Consumer confidence took a big step up this month, driving U.S. retail stocks higher until the president of the Federal Reserve Bank of Philadelphia rained on the parade.

This story first appeared in the September 26, 2012 issue of WWD. Subscribe Today.

Charles Plosser said the Federal Reserve’s efforts to boost the economic recovery by buying bonds was not likely to succeed. “The slow pace of the recovery should not be taken as evidence that the stance of monetary policy is inappropriate or that ever more aggressive accommodation can speed up that pace,” he said.

Prior to Plosser’s speech in Philadelphia, retail stocks were rallying on word that consumer confidence rose to its highest level in seven months. The S&P Retail Index rose as much as 1 percent before closing down 0.7 percent, or 4.80 points, to 653.38. The Dow Jones Industrial Average fell 0.8 percent, or 101.37 points, to 13,457.55.

Among the decliners were Oxford Industries Inc., down 4.7 percent to $56.07; Fossil Inc., 3.4 percent to $84.89; Guess Inc., 3.3 percent to $24.99, and Under Armour Inc., 3.2 percent to $54.62.

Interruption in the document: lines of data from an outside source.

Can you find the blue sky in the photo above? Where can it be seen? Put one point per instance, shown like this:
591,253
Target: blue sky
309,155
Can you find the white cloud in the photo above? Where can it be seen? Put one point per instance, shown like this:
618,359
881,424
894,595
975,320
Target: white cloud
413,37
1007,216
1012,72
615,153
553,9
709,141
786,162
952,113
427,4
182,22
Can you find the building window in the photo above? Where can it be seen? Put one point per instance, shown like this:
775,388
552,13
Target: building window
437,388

Shoppers, at least, are feeling better.

The Conference Board’s Consumer Confidence Index was up 9 points to 70.3 this month, the highest level since February and much better than the 1.7-point increase economists expected.

Lynn Franco, director of economic indicators at The Conference Board, said, “Consumers were more positive in their assessment of current conditions, in particular the job market, and considerably more optimistic about the short-term outlook for business conditions, employment and their financial situation. Despite continuing economic uncertainty, consumers are slightly more optimistic than they have been in several months.”

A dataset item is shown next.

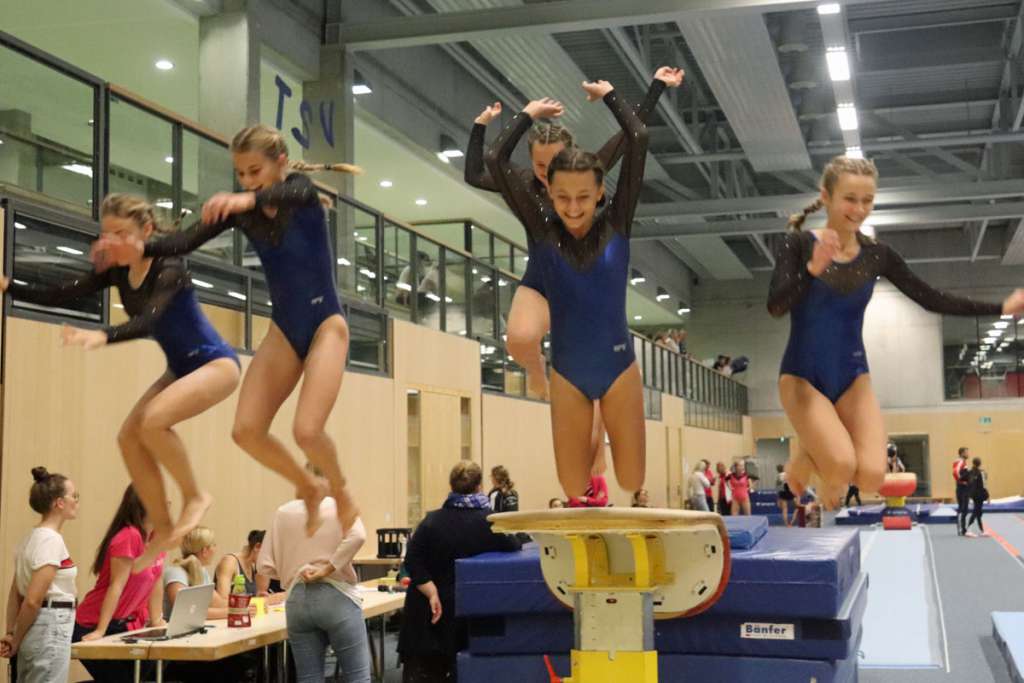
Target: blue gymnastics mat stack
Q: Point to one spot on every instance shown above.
(793, 610)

Of the people who took the research firm’s survey, 18.2 percent said they expected business conditions to improve over the next six months, up from 16.7 percent, and 18.5 percent said they expect more jobs in the months ahead, up from 15.8 percent.

“The summer doldrums have been reversed, and there is a considerably more upbeat view of job prospects,” said Chris Christopher, U.S. economist at IHS Global Insight. “Back-to-school retail sales have not been very promising, and this bounce in consumer mood — if maintained — may assist in boosting holiday retail sales.”

In Europe, stocks closed higher as Mario Draghi, president of the European Central Bank, called on governments to use “fundamental” measures help resolve the debt crisis.

“We expect the economy to return to growth next year.… Governments must act to ensure this immediate upturn strengthens rather than weakens,” said Draghi.

The FTSE 100 in London increased 0.4 percent to 5,859.71, as the CAC 40 in Paris rose 0.5 percent to 3,513.81, the DAX in Frankfurt climbed 0.2 percent to 7,425.11, and the FTSE MIB in Milan advanced 0.4 percent to 15,932.60.

Among the retail and luxury stocks that gained the most ground were Safilo, up 5.9 percent to 6.18 euros, and Inditex, 2.2 percent to 99.70 percent.

Posting declines for the day were Aeffe, which fell 6.1 percent to 0.63 euros; Burberry, 1.1 percent to 10.18 pounds, and Ferragamo, 1.4 percent to 16.58 euros.

The pound traded at $1.62 against the dollar, while the euro traded at $1.29.